Metadata-Version: 2.1
Name: trendfilter
Version: 0.1.4
Summary: Useful trendfilter algorithm
Home-page: https://github.com/dave31415/trendfilter
Author: David Johnston
Author-email: dave31415@gmail.com
License: MIT
Download-URL: https://pypi.org/project/trendfilter/
Keywords: cvxpy,trendfilter
Platform: UNKNOWN
Description-Content-Type: text/markdown
License-File: LICENSE.txt

# trendfilter: 

Trend filtering is about building a model for a 1D time series
that has some nice properties such as smoothness or sparse 
changes in slopes (piecewise linear).

The objective to be minimized is, in our case, Huber loss with
regularization on 1st, 2nd or 3rd derivative plus some constraints. 
Can be either L1 or L2 norms for regularization.
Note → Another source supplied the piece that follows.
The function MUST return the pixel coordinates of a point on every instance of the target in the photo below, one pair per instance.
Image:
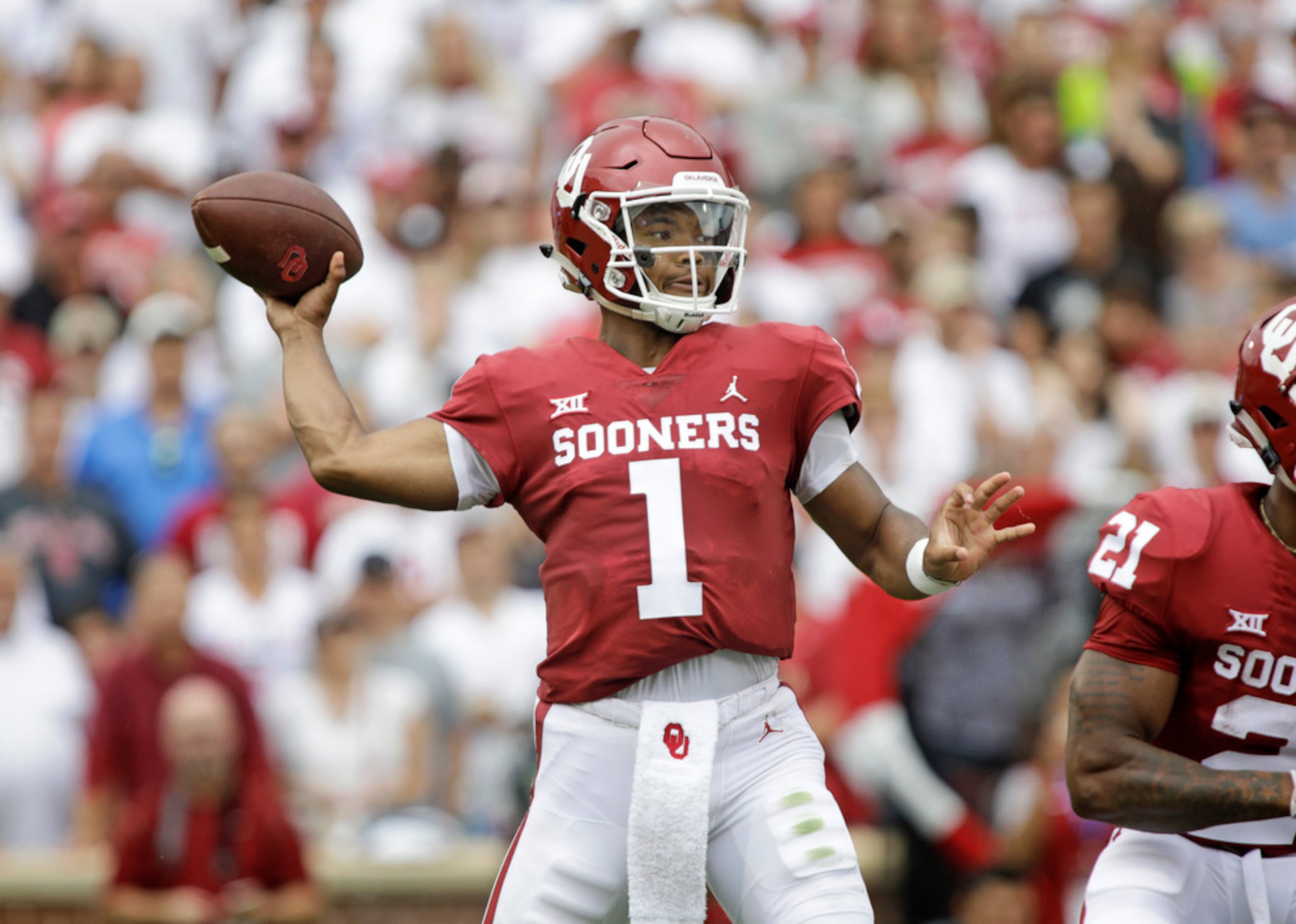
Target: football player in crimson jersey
(656, 464)
(1184, 704)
This library provides a flexible and powerful 
python function to do this and is built on top of the 
cvxpy optimization library.

# Install

pip install trendfilter

or clone the repo. 

# Examples: 

Contruct some x, y data where there is noise as well as few 
outliers. See 
[test file](https://github.com/dave31415/trendfilter/blob/master/test/test_mono.py)
for prep_data code and plotting code.

First build the base model with no regularization. This is essentially
just an overly complex way of constructing an interpolation function. 
If you use the keyword return_function, it returns an actual 
function which in interpolation of the model. Without that, 
it return an array, evaluated at the set of x points.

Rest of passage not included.